Il ne suffit pas d’intégrer plus de laïcs aux instances décisionnelles. Néanmoins, la parité reste un élément de bon sens évangélique, y compris celle entre hommes et femmes. Tout comme la compétence des membres des différents conseils et commissions. La prévention reste absolument nécessaire en tout temps, mais l’on ne peut s’en contenter : il s’agit aussi de s’engager dans un travail théologique de fond repérant ce qui, dans le donné théologique, les Écritures, dans les textes législatifs, réglementaires, etc., pourrait être ambigu et utilisé à mauvais escient. Les groupes de travail mis en place par la Conférence des évêques de France (CEF) et la Conférence des religieuses et religieux de France (CORREF) dans la suite du travail de la Ciase sont un bon signal. Pour autant, c’est tout le travail théologique qui doit continuer mais pas seulement théoriquement : il doit commencer et se poursuivre par l’écoute des victimes qui détiennent un savoir propre et savent par expérience ce qui dysfonctionne.

Faut-il envisager une « sortie de l’Église » pour la prise en charge des victimes et des abus ? Les faire accompagner par des instances indépendantes des directions d’Églises et des clergés ?

Il ne s’agit en aucun cas d’opposer le travail de l’Église et celui qui s’effectue dans les instances ad hoc de la société. Il n’y a aucune opposition entre les deux et toute victime doit pouvoir être suffisamment informée pour pouvoir choisir ce dont elle a besoin. Le traumatisme est en effet un mécanisme très complexe et certaines victimes ne seront pas en capacité de s’adresser à un représentant de l’Église, à l’inverse d’autres victimes qui, elles, exigeront de rencontrer des responsables de l’Église pour précisément dire en face à face ce qu’elles ont sur le cœur. C’est d’ailleurs ce qui rend si complexe le travail de l’Instance nationale indépendante de reconnaissance et de réparation (INIRR) mise en place par la CEF et celui de la Commission reconnaissance et réparation (CRR) dépendante de la CORREF car il ne s’agit pas simplement d’indemnisation mais d’un prendre-soin toujours singularisé à chacune et chacun.

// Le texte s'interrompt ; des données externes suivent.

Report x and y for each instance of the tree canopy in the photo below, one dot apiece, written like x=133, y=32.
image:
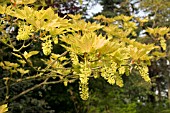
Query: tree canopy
x=39, y=47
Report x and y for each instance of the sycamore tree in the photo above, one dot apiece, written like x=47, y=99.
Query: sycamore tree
x=52, y=49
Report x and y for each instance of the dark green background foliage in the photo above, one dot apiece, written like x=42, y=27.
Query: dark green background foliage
x=137, y=96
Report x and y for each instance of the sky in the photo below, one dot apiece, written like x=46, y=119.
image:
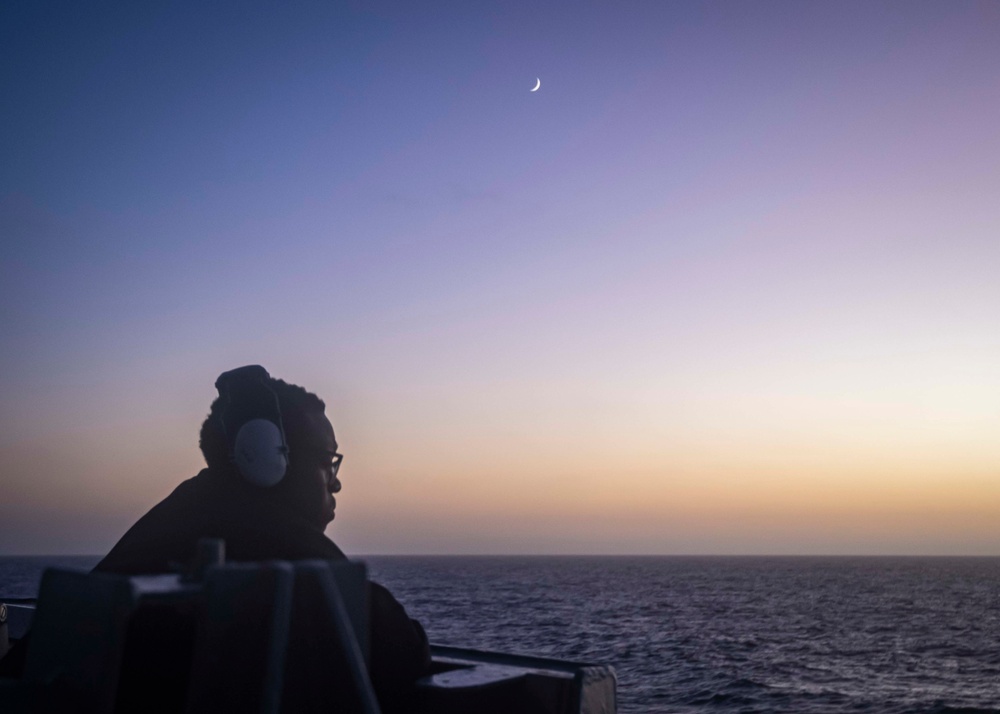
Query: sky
x=726, y=283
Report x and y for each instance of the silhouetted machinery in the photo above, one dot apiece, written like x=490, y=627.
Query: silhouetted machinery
x=264, y=637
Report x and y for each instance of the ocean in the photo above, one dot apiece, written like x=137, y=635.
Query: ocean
x=803, y=635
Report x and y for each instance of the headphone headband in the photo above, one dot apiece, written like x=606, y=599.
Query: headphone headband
x=251, y=422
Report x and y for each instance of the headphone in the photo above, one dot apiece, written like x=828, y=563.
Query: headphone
x=251, y=422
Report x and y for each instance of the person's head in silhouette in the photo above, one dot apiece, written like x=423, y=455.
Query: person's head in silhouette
x=311, y=478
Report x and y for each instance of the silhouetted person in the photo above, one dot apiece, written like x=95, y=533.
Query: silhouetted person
x=268, y=492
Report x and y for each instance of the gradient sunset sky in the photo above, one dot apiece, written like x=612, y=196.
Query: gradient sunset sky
x=728, y=282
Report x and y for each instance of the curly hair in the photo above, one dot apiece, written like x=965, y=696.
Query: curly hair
x=293, y=401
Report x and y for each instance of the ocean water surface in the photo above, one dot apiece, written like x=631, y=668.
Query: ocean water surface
x=716, y=634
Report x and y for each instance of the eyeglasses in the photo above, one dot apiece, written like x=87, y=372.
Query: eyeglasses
x=334, y=465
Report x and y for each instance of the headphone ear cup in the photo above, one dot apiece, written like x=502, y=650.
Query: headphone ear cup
x=259, y=453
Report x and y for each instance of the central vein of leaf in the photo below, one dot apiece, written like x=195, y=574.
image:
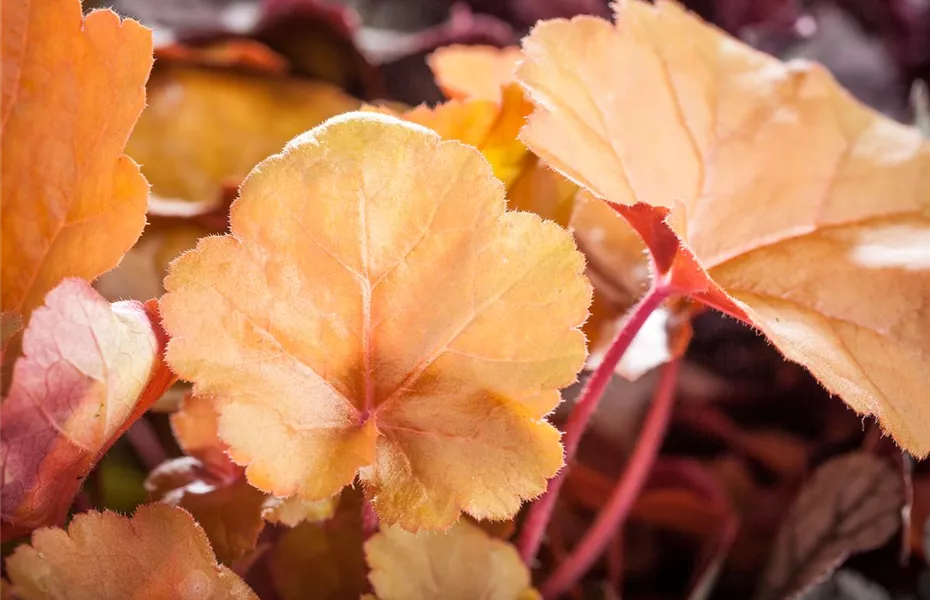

Propos recueillis par Anne Mellier

 

Armer la jeunesse

La Fédération protestante de France (FPF) a publié en 2019 un livret sur l’accueil des mineurs en Église à l’adresse des encadrants des œuvres de jeunesse protestantes.
« Aux côtés de victimes qui viendraient se confier à nous, la priorité c’est de permettre la parole, assure Matthias Dietsch, président de la Commission jeunesse de la FPF. Pour le reste, nous nous efforçons de convaincre l’enfant de se tourner vers d’autres personnes comme un médecin ou un assistant social auprès desquels nous pouvons l’accompagner ». Dans les animations, les adultes sont vigilants à toute situation d’humiliation entre enfants. « C’est pour cela qu’ils réalisent des évaluations après chaque activité. » Reprenant l’esprit du cahier de la FPF, Pierre Magne de la Croix souligne la responsabilité particulière du catéchisme et de l’école du dimanche ou école biblique pour armer les enfants et « former des personnes autonomes en mesure de défendre l’intégrité de leurs consciences et de leurs corps ». Ce sont pour lui des lieux privilégiés pour « transmettre la capacité de dire non, le questionnement de l’autorité même spirituelle et le refus d’idéaliser une personne quelle qu’elle soit ».